Multi-Agency Safeguarding Reviews: Learning From Serious Incidents in Adult Social Care

Safeguarding systems are strongest when organisations learn from failures as well as successes. Across England, serious safeguarding incidents sometimes lead to a formal learning process known as a Safeguarding Adults Review (SAR). These reviews examine how organisations worked together and whether improvements could prevent similar harm in the future. Effective multi-agency working in safeguarding becomes especially important when incidents involve complex circumstances or multiple types of abuse or neglect affecting adults. For care providers, participating constructively in these reviews demonstrates openness, accountability and commitment to continuous improvement.

Safeguarding Adults Reviews are not investigations intended to assign blame. Their purpose is to examine how organisations interacted, identify gaps in practice and develop system-wide learning. Providers who approach this process transparently help safeguarding partnerships strengthen protection for people receiving care.

What is a Safeguarding Adults Review?

A Safeguarding Adults Review is commissioned by a Safeguarding Adults Board when an adult with care and support needs has died or experienced serious harm and there are concerns about how agencies worked together.

The review typically examines:

  • How professionals identified safeguarding risks.
  • Whether concerns were reported and escalated appropriately.
  • How agencies communicated with each other.
  • Whether intervention could have prevented harm.

The aim is to identify practical learning that can strengthen safeguarding practice across the entire system.

Why provider participation matters

Care providers often hold critical evidence about what happened before a safeguarding incident occurred. Staff observations, incident reports and care records frequently provide insight into early warning signs or escalating risks.

When providers participate openly in reviews, safeguarding partnerships gain a clearer understanding of:

  • What information was available at the time.
  • How decisions were made in practice.
  • Whether systems supported staff to raise concerns.
  • What barriers affected safeguarding responses.

This learning helps prevent similar incidents from occurring again.

Operational Example: Learning From a Self-Neglect Case

Context

A safeguarding review was commissioned following the death of an older adult living independently with support from several agencies.

Support approach

The domiciliary care provider participated fully in the review, providing visit records, staff observations and communication logs.

Day-to-day delivery detail

Staff had previously documented deteriorating living conditions and increasing refusal of care. These records helped the review understand how concerns were raised and what actions were attempted.

Evidence of effectiveness

The review identified improvements needed in multi-agency risk assessment and information sharing when individuals decline support.

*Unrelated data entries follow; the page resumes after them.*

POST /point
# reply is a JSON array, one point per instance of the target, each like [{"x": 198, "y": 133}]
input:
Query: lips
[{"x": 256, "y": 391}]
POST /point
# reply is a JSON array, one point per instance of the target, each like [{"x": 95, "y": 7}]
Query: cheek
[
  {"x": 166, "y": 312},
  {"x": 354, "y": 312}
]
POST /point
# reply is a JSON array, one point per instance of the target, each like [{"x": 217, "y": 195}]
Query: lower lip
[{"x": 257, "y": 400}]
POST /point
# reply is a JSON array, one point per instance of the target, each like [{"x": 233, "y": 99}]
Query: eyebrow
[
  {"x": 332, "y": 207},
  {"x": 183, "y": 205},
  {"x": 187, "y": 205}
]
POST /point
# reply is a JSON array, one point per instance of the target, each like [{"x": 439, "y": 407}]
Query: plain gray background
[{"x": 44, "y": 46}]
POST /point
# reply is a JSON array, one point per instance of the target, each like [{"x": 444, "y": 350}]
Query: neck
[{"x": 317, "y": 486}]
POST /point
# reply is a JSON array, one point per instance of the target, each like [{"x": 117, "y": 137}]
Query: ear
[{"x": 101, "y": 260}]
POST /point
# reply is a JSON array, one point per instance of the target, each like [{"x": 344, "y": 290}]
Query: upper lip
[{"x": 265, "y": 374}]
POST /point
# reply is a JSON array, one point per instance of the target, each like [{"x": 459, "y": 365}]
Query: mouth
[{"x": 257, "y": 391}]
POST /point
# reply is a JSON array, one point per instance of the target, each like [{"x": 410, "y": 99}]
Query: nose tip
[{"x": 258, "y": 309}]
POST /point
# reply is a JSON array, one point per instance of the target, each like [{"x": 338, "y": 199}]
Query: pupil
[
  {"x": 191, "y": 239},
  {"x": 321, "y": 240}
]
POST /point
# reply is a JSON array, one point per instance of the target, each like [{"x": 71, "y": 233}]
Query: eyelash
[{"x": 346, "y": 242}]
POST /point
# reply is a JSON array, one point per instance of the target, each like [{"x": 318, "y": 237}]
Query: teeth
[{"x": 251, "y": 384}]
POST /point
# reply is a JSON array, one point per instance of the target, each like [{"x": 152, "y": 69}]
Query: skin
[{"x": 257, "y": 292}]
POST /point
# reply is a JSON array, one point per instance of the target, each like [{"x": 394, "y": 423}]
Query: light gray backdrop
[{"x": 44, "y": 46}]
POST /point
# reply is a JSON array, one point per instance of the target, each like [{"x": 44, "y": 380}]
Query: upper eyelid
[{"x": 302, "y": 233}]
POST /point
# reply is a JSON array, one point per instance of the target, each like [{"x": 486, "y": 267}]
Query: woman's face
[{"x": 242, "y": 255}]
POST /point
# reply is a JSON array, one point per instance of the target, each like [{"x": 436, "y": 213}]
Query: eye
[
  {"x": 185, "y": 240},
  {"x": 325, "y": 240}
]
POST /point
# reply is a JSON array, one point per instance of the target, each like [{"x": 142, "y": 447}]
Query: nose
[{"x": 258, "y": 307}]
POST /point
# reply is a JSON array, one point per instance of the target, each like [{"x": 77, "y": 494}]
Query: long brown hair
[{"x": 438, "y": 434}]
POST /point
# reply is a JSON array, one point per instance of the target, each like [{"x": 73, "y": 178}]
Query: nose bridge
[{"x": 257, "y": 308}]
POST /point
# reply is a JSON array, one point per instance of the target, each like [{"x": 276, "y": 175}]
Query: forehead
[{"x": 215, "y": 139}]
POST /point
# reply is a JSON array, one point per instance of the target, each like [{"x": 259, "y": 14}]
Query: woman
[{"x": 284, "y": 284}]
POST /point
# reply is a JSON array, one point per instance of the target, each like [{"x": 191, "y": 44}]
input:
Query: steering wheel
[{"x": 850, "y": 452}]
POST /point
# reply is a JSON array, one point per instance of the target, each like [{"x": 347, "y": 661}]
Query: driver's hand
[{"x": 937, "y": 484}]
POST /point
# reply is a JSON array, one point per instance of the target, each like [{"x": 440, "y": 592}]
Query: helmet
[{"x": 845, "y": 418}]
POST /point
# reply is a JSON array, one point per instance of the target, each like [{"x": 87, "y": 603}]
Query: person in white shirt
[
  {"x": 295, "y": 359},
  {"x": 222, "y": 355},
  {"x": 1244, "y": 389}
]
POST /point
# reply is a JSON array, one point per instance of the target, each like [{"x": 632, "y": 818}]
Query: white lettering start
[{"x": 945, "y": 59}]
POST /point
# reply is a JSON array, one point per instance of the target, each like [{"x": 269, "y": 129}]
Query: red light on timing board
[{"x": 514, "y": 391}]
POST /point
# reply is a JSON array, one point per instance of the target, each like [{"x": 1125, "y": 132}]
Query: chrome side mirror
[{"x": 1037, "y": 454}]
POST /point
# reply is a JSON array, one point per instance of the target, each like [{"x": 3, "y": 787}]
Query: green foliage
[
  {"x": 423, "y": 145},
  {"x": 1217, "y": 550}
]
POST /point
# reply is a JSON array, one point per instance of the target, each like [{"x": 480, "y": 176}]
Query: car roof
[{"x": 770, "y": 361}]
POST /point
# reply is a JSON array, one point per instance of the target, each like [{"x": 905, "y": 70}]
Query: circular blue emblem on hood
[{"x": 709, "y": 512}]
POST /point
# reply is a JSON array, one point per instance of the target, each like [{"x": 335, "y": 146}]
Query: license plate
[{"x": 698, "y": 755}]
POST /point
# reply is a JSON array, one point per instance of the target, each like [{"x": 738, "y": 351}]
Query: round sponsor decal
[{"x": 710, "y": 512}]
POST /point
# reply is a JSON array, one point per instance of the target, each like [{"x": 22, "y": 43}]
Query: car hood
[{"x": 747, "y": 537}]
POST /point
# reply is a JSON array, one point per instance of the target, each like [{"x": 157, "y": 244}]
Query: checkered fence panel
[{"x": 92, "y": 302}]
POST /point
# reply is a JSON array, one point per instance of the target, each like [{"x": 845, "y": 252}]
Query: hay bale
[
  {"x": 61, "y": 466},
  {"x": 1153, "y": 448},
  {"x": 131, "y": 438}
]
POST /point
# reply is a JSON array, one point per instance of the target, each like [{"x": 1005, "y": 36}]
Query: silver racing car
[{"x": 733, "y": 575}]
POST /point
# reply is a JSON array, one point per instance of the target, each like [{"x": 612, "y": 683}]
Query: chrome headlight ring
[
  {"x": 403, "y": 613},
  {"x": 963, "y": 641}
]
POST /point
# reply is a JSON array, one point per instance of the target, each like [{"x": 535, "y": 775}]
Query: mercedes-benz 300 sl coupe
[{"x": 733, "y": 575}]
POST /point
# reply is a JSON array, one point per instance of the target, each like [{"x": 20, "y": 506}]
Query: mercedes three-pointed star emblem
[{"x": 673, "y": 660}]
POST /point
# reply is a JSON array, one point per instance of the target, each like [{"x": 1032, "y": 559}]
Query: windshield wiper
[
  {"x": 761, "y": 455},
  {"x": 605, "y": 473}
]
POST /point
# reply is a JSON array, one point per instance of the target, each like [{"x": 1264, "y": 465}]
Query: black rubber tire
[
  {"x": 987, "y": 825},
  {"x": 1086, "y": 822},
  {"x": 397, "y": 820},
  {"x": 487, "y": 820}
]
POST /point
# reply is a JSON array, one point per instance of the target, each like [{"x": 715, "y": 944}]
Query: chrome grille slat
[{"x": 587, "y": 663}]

Operational Example: Organisational Learning From Neglect Concerns

Context

A safeguarding review examined concerns about neglect in a residential care setting.

Support approach

The provider shared internal audit findings and supervision records to explain how risks had been identified.

Day-to-day delivery detail

Managers reviewed staffing levels, care planning processes and incident reporting procedures.

Evidence of effectiveness

The review resulted in strengthened governance systems including improved monitoring of care delivery and escalation procedures.

Operational Example: Multi-Agency Learning From Financial Abuse

Context

A safeguarding review explored financial exploitation involving several agencies.

Support approach

The provider worked with safeguarding professionals to examine how concerns were recognised.

Day-to-day delivery detail

Staff records documenting unusual financial behaviour were analysed to understand how warning signs were identified.

Evidence of effectiveness

The review highlighted the importance of early information sharing between providers, social workers and financial safeguarding specialists.

Embedding safeguarding review learning

Learning from safeguarding reviews should not remain within policy documents. Providers must ensure lessons are translated into practical improvements.

Common implementation steps include:

  • Updating safeguarding policies and procedures.
  • Providing staff training based on review findings.
  • Strengthening supervision discussions around safeguarding.
  • Auditing safeguarding responses to ensure improvements are embedded.

These actions demonstrate that learning has influenced day-to-day safeguarding practice.

Commissioner expectation

Commissioner expectation: Commissioners expect providers to engage constructively in safeguarding reviews, contribute evidence openly and demonstrate how learning from reviews leads to service improvement.

Service improvement plans can be informed by insights from the adult safeguarding knowledge hub on continuous improvement and learning.

Regulator / Inspector expectation

Regulator / Inspector expectation (CQC): Inspectors expect providers to learn from safeguarding incidents and demonstrate that lessons are embedded through governance systems, training and service improvement.

Safeguarding Adults Reviews therefore play a crucial role in strengthening safeguarding partnerships. Providers who actively participate in these reviews help ensure learning translates into stronger protection for people receiving care.